Na madrugada de 29 de maio de 1983, Maria da Penha acordou em sua casa sem conseguir se mexer, depois de levar um tiro enquanto dormia. Aos vizinhos, médicos, parentes e policiais, o então marido afirmou que a família tinha sido vítima de um assalto, versão descartada pela polícia. “Meu organismo ficou muito debilitado. Até hoje, quando faço raio-X, aparece chumbo no meu pescoço. Uma parte ficou ali e o restante ficou entranhado na musculatura”, conta.

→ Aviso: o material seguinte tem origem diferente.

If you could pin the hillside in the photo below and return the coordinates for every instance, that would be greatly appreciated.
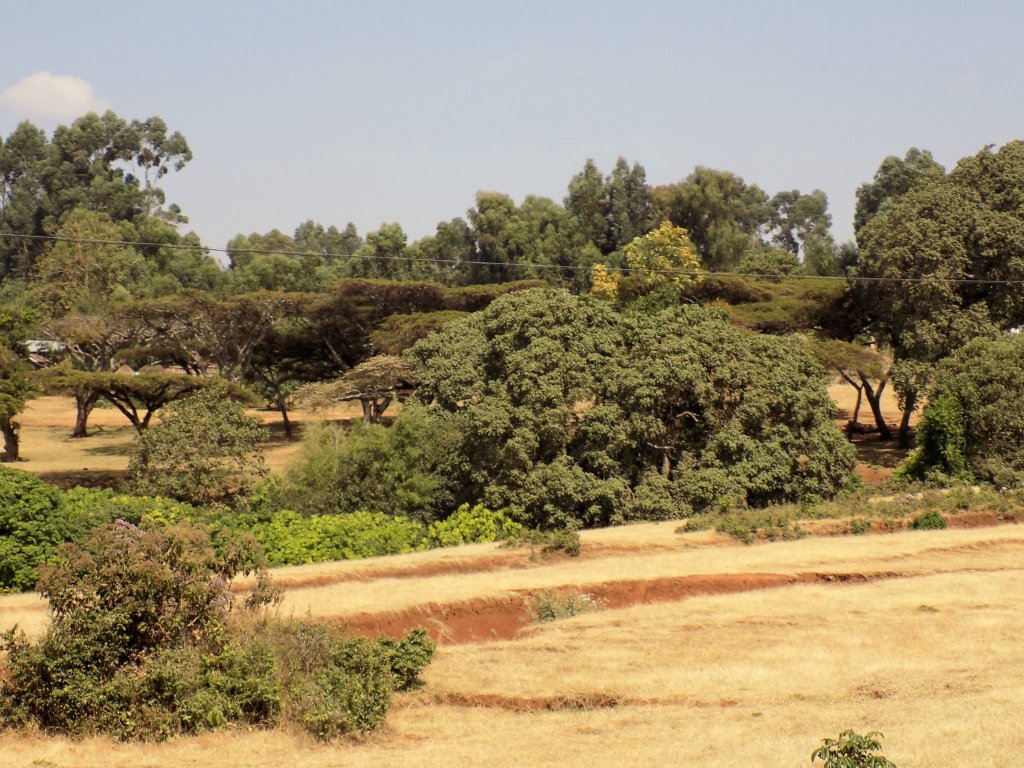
(705, 652)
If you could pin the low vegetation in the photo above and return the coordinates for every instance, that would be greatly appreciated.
(145, 643)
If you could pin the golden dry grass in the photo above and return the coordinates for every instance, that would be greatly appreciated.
(48, 451)
(931, 658)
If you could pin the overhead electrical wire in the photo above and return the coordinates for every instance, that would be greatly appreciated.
(512, 264)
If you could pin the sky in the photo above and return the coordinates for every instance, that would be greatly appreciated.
(381, 112)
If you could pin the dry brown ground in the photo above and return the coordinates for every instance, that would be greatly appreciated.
(101, 459)
(914, 634)
(48, 451)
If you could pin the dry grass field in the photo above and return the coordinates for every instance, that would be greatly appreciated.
(702, 651)
(101, 459)
(707, 652)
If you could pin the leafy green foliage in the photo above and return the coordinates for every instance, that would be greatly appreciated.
(550, 606)
(290, 539)
(33, 524)
(471, 524)
(753, 525)
(931, 520)
(567, 414)
(144, 645)
(372, 468)
(973, 426)
(852, 751)
(205, 449)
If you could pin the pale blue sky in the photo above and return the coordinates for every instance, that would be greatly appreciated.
(376, 112)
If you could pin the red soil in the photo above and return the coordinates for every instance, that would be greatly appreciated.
(504, 617)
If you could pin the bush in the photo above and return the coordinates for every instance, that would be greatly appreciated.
(33, 523)
(550, 606)
(752, 525)
(852, 751)
(205, 449)
(144, 645)
(471, 525)
(973, 426)
(290, 539)
(931, 520)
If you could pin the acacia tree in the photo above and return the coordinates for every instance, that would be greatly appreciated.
(96, 343)
(944, 265)
(137, 396)
(568, 413)
(375, 383)
(863, 369)
(205, 449)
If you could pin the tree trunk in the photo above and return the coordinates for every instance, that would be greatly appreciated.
(83, 407)
(380, 408)
(904, 425)
(10, 446)
(851, 426)
(875, 400)
(283, 408)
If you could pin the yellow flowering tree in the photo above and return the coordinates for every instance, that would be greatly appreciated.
(664, 255)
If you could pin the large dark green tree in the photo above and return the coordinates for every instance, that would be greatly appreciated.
(569, 413)
(973, 426)
(944, 264)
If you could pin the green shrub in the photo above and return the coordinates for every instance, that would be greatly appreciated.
(550, 606)
(407, 657)
(930, 520)
(144, 644)
(205, 449)
(548, 542)
(290, 539)
(852, 751)
(859, 525)
(33, 523)
(750, 525)
(88, 508)
(471, 525)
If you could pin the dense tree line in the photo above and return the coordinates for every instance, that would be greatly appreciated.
(93, 260)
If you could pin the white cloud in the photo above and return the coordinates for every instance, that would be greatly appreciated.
(45, 95)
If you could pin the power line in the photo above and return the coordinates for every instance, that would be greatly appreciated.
(520, 264)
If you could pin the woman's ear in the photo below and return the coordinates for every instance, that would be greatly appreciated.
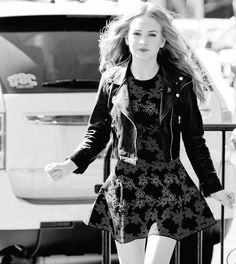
(163, 43)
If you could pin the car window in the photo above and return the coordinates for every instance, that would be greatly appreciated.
(32, 57)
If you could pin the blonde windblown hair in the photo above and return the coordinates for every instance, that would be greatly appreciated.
(114, 51)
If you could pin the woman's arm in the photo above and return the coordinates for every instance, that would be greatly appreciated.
(196, 149)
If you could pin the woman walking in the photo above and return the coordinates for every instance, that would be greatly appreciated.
(147, 98)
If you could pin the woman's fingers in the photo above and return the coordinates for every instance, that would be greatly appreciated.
(224, 197)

Farmacêutica bioquímica e mãe de três meninas, Maria da Penha viu o relacionamento mudar após a mudança de São Paulo para Fortaleza. O marido, antes prestativo, passou a isolá-la da família e a tornar o ambiente imprevisível. “Eu sabia que alguma coisa estava errada. Cheguei a pedir o divórcio, mas ele não aceitava se separar”, diz. A batalha judicial se arrastou por quase duas décadas. Com apoio de movimentos de mulheres, ela escreveu o livro Sobrevivi… Posso contar, reuniu provas e levou o caso à Organização dos Estados Americanos, que responsabilizou o Brasil por negligência diante da violência doméstica.
Em 2006, a Lei Maria da Penha foi sancionada e, mais tarde, reconhecida pela ONU como uma das legislações mais avançadas do mundo no enfrentamento à violência contra mulheres. Aos 80 anos, ela avalia que o texto da lei é avançado, mas que o desafio é fazer com que chegue a quem mais precisa. “A mulher da comunidade, do pequeno município, aquela que não tem informação nem um lugar seguro para conversar, continua muito vulnerável”, afirma.
Ataques e mentiras
Maria da Penha afirma que seu agressor ainda mantém perfil ativo nas redes sociais, sustentando a versão do assalto descartada pela investigação. “Isso me machuca, claro. Porque alimenta a descredibilização da vítima e levanta uma onda de agressões contra mim.” Em 2026, Marco Antonio virou réu, ao lado de outros três acusados, em investigação sobre campanha de ódio contra ela. Segundo o Ministério Público do Ceará, ele foi denunciado após utilizar um laudo adulterado para sustentar sua inocência.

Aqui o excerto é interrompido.